Here is an example of using popen() with fread(). This function return -1 if the executing process is failed, 0 if Ok. The child output data is return in szResult.

int exec_command( const char * szCmd, std::string & szResult ){

    printf("Execute commande : [%s]\n", szCmd );

    FILE * pFile = popen( szCmd, "r");
    if(!pFile){
            printf("Execute commande : [%s] FAILED !\n", szCmd );
            return -1;
    }

    char buf[256];

    //check if the output stream is ended.
    while( !feof(pFile) ){

        //try to read 255 bytes from the stream, this operation is BLOCKING ...
        int nRead = fread(buf, 1, 255, pFile);

        //there are something or nothing to read because the stream is closed or the program catch an error signal
        if( nRead > 0 ){
            buf[nRead] = '\0';
            szResult += buf;
        }
    }

    //the child process is already terminated. Clean it up or we have an other zoombie in the process table.
    pclose(pFile); 

    printf("Exec command [%s] return : \n[%s]\n",  szCmd, szResult.c_str() );
    return 0;
}

Note that, all files operation on the return stream work on BLOCKING mode, the stream is open without O_NONBLOCK flags. The fread() can be blocked forever when the child process hang and nerver terminated, so use popen() only with trusted program.

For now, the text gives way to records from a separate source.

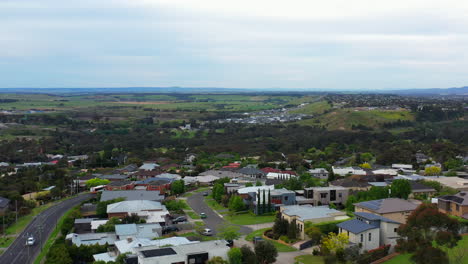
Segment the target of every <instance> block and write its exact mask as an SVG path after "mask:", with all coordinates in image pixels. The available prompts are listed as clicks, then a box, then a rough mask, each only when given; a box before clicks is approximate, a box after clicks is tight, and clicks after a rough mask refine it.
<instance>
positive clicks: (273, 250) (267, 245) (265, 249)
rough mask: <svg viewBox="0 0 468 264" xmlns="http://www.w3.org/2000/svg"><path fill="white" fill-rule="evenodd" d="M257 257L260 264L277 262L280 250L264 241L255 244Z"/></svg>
mask: <svg viewBox="0 0 468 264" xmlns="http://www.w3.org/2000/svg"><path fill="white" fill-rule="evenodd" d="M255 255H256V256H257V262H258V264H270V263H274V262H275V261H276V257H277V256H278V250H276V248H275V246H274V245H273V243H271V242H270V241H267V240H264V241H260V242H257V243H256V244H255Z"/></svg>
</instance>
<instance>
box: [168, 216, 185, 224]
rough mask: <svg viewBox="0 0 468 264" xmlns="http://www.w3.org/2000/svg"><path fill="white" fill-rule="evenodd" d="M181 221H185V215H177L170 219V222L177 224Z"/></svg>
mask: <svg viewBox="0 0 468 264" xmlns="http://www.w3.org/2000/svg"><path fill="white" fill-rule="evenodd" d="M181 222H187V217H185V216H178V217H176V218H175V219H174V220H172V223H174V224H177V223H181Z"/></svg>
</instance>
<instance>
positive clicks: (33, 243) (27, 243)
mask: <svg viewBox="0 0 468 264" xmlns="http://www.w3.org/2000/svg"><path fill="white" fill-rule="evenodd" d="M34 243H36V240H35V239H34V237H33V236H30V237H28V239H26V246H33V245H34Z"/></svg>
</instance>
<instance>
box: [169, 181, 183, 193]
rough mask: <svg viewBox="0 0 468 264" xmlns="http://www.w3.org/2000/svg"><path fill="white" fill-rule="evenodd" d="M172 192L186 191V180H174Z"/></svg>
mask: <svg viewBox="0 0 468 264" xmlns="http://www.w3.org/2000/svg"><path fill="white" fill-rule="evenodd" d="M171 192H172V194H182V193H184V192H185V182H184V180H178V181H174V182H173V183H172V184H171Z"/></svg>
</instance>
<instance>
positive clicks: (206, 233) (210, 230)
mask: <svg viewBox="0 0 468 264" xmlns="http://www.w3.org/2000/svg"><path fill="white" fill-rule="evenodd" d="M202 235H204V236H212V235H213V231H212V230H211V229H209V228H205V229H204V230H203V232H202Z"/></svg>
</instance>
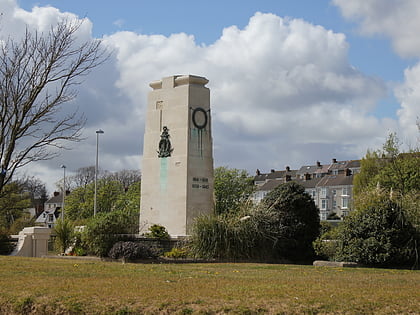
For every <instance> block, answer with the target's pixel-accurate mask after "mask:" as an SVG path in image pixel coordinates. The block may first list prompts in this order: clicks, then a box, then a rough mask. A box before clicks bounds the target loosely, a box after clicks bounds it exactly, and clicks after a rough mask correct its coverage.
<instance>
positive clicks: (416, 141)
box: [395, 63, 420, 148]
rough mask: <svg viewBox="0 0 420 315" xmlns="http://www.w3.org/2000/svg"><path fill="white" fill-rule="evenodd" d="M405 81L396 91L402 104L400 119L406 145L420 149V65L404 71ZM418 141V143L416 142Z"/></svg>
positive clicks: (399, 99) (398, 113)
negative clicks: (419, 132)
mask: <svg viewBox="0 0 420 315" xmlns="http://www.w3.org/2000/svg"><path fill="white" fill-rule="evenodd" d="M404 75H405V81H404V83H403V84H401V85H400V86H399V87H398V88H397V89H396V93H395V94H396V96H397V98H398V100H399V101H400V103H401V108H400V109H399V110H398V117H399V122H400V125H401V126H404V128H402V131H401V133H402V136H403V137H404V139H401V140H403V142H404V143H406V144H408V145H409V146H411V147H412V148H413V147H420V138H419V136H420V134H419V130H418V126H417V125H416V123H417V122H418V121H419V119H420V63H418V64H417V65H415V66H414V67H412V68H409V69H406V70H405V71H404ZM416 140H417V141H416Z"/></svg>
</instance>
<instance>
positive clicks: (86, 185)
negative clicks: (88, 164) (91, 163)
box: [60, 166, 95, 190]
mask: <svg viewBox="0 0 420 315" xmlns="http://www.w3.org/2000/svg"><path fill="white" fill-rule="evenodd" d="M94 180H95V166H87V167H81V168H79V169H78V170H77V171H76V174H75V175H73V176H69V178H68V180H67V181H68V182H69V185H70V187H71V190H73V189H76V188H78V187H84V188H86V186H87V185H88V184H90V183H93V182H94ZM67 181H66V182H67ZM60 187H63V185H61V186H60Z"/></svg>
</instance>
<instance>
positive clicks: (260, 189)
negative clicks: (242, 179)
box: [257, 179, 284, 191]
mask: <svg viewBox="0 0 420 315" xmlns="http://www.w3.org/2000/svg"><path fill="white" fill-rule="evenodd" d="M283 183H284V181H282V180H276V179H270V180H268V181H267V182H266V183H265V184H264V185H262V186H260V187H258V189H257V190H259V191H271V190H273V189H274V188H276V187H277V186H279V185H281V184H283Z"/></svg>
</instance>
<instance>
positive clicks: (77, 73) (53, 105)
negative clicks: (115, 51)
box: [0, 20, 107, 193]
mask: <svg viewBox="0 0 420 315" xmlns="http://www.w3.org/2000/svg"><path fill="white" fill-rule="evenodd" d="M81 24H82V22H74V21H68V20H65V21H63V22H60V23H58V24H57V25H55V26H51V28H50V30H49V31H48V32H46V33H41V32H38V31H35V32H30V31H29V30H28V29H26V32H25V33H24V34H23V38H22V39H21V40H15V39H13V38H11V37H9V38H6V39H5V38H0V39H1V40H2V45H1V46H0V104H1V109H0V159H1V172H0V193H1V192H2V191H3V188H4V185H6V184H7V183H9V182H10V181H11V180H12V178H13V175H14V173H15V171H16V170H17V169H19V168H20V167H22V166H25V165H27V164H28V163H30V162H33V161H39V160H46V159H50V158H52V157H54V156H56V154H57V153H55V152H54V151H51V150H49V148H51V147H55V148H63V147H64V143H65V142H66V141H80V140H81V128H82V127H83V125H84V118H83V117H81V116H79V115H78V113H77V112H72V113H69V114H65V113H64V111H63V105H64V104H65V103H68V102H69V101H71V100H73V99H74V98H75V96H76V93H75V90H74V88H75V86H76V85H77V84H80V83H81V78H82V77H83V76H85V75H87V74H89V73H90V71H91V70H92V69H94V68H95V67H97V66H98V65H100V64H101V63H102V62H104V61H105V60H106V58H107V56H106V53H105V51H104V50H102V49H101V46H100V44H101V42H100V41H98V40H95V41H85V42H80V40H79V39H78V38H77V32H78V30H79V28H80V26H81Z"/></svg>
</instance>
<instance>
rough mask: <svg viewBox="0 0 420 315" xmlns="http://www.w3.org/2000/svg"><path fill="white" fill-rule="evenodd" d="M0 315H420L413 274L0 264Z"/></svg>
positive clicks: (28, 263)
mask: <svg viewBox="0 0 420 315" xmlns="http://www.w3.org/2000/svg"><path fill="white" fill-rule="evenodd" d="M0 282H1V284H0V285H1V286H0V287H1V291H0V294H1V295H0V313H2V314H3V313H5V314H120V315H122V314H161V313H163V314H226V313H228V314H420V298H419V292H420V272H419V271H410V270H386V269H365V268H327V267H325V268H323V267H312V266H296V265H268V264H121V263H110V262H100V261H88V260H62V259H39V258H38V259H34V258H19V257H4V256H3V257H0Z"/></svg>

To take more controls on child process and avoid the file blockings operation, we should use fork/vfork/execlv, etc. by ourself, modify the pipes opened attribut with O_NONBLOCK flags, use poll() or select() from time to time to determine if there are some data then use read() function to read from the pipe.

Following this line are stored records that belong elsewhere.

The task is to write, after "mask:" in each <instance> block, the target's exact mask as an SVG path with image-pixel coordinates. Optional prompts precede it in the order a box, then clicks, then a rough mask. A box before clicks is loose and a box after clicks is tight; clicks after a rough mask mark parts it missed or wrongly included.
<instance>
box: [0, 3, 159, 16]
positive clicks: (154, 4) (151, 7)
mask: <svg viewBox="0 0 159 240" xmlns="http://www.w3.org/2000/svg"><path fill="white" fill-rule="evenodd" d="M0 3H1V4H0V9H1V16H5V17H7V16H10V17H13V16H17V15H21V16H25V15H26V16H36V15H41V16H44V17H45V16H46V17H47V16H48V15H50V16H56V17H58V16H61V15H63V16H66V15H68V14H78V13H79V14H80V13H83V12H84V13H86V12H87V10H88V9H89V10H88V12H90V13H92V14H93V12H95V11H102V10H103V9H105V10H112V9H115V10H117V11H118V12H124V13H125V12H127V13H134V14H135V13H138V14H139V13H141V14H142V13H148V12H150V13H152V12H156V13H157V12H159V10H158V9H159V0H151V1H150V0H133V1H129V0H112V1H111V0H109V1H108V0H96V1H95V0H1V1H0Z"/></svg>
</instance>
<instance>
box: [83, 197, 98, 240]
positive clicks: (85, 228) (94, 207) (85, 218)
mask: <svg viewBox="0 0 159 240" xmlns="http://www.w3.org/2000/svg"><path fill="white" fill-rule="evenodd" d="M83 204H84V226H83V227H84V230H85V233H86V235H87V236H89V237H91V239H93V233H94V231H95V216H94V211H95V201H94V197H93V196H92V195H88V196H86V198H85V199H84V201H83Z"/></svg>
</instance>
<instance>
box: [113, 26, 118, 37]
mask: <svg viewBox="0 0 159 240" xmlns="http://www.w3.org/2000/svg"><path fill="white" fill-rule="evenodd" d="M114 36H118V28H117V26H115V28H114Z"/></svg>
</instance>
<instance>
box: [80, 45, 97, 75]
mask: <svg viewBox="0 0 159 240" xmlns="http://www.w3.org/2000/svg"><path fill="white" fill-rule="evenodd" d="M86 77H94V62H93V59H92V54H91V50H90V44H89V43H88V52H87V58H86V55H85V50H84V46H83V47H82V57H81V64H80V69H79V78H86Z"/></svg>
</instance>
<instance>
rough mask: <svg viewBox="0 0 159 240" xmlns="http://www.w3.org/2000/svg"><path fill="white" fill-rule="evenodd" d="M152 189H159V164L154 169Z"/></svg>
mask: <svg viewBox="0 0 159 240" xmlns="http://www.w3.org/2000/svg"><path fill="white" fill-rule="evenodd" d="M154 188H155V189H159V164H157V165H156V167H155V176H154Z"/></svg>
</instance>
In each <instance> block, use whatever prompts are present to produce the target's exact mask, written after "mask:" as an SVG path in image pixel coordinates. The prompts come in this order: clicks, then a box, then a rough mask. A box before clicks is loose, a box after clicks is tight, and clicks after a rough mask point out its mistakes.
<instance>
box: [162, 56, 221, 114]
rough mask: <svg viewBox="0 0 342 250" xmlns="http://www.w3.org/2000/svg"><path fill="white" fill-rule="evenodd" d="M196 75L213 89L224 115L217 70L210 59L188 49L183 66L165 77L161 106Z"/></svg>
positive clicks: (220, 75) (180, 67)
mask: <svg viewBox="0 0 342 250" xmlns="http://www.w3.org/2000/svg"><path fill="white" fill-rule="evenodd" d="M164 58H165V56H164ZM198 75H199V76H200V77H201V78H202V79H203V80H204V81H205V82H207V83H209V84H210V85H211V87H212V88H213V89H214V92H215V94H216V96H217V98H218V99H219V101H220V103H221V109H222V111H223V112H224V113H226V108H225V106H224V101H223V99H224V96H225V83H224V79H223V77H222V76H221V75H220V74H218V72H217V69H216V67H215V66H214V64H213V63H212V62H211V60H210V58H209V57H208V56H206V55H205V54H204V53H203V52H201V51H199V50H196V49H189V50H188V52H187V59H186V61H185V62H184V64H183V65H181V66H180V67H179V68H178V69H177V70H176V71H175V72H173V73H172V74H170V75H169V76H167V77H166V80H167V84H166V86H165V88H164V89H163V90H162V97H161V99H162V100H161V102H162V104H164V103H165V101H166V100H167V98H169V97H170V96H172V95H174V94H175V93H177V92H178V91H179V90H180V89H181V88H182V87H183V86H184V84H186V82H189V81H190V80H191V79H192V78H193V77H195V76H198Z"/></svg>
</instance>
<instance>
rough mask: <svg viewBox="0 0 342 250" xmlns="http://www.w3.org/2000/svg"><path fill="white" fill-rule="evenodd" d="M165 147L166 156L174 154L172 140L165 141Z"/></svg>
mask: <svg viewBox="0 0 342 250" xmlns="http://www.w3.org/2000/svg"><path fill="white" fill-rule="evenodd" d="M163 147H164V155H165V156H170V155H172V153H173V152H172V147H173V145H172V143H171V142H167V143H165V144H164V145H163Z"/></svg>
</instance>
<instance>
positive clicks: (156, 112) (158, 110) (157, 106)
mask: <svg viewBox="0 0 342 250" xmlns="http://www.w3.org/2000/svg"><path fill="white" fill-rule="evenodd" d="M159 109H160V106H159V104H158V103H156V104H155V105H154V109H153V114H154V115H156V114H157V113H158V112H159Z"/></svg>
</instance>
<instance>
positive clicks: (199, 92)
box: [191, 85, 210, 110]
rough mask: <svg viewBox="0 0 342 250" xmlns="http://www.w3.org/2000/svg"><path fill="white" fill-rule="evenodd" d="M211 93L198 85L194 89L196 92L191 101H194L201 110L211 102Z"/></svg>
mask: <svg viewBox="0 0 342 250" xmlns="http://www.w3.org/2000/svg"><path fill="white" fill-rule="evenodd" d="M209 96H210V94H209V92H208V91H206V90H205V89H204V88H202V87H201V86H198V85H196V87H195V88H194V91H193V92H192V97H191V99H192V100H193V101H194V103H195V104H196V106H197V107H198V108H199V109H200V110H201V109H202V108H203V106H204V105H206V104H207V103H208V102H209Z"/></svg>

Use waitpid() with WNOHANG periodically to see if the child process was terminated.

I learned a couple things while researching this issue further, which I think answer my question:

Essentially: yes it is safe to fread from the FILE* returned by popen prior to pclose . Assuming the buffer given to fread is large enough, you will not "miss" output generated by the command given to popen .

Going back and carefully considering what fread does: it effectively blocks until ( size * nmemb ) bytes have been read or end-of-file (or error) is encountered.

Thanks to C - pipe without using popen , I understand better what popen does under the hood: it does a dup2 to redirect its stdout to the write-end of the pipe it uses. Importantly: it performs some form of exec to execute the specified command in the forked process, and after this child process terminates, its open file descriptors, including 1 ( stdout ) are closed . Ie termination of the specified command is the condition by which the child process' stdout is closed.

Next, I went back and thought more carefully about what EOF really was in this context. At first, I was under the loosey-goosey and mistaken impression that " fread tries to read from a FILE* as fast as it can and returns/unblocks after the last byte is read ". That's not quite true: as noted above: fread will read/block until its target number of bytes is read or EOF or error are encountered. The FILE* returned by popen comes from a fdopen of the read-end of the pipe used by popen , so its EOF occurs when the child process' stdout - which was dup2 ed with the write-end of the pipe - is closed .

So, in the end what we have is: popen creating a pipe whose write end gets the output of a child process running the specified command , and whose read end if fdopen ed to a FILE* passed to fread . (Assuming fread 's buffer is big enough), fread will block until EOF occurs, which corresponds to closure of the write end of popen 's pipe resulting from termination of the executing command . Ie because fread is blocking until EOF is encountered, and EOF occurs after command - running in popen 's child process - terminates, it's safe to use fread (with a sufficiently large buffer) to capture the complete output of the command given to popen .

Grateful if anyone can verify my inferences and conclusions.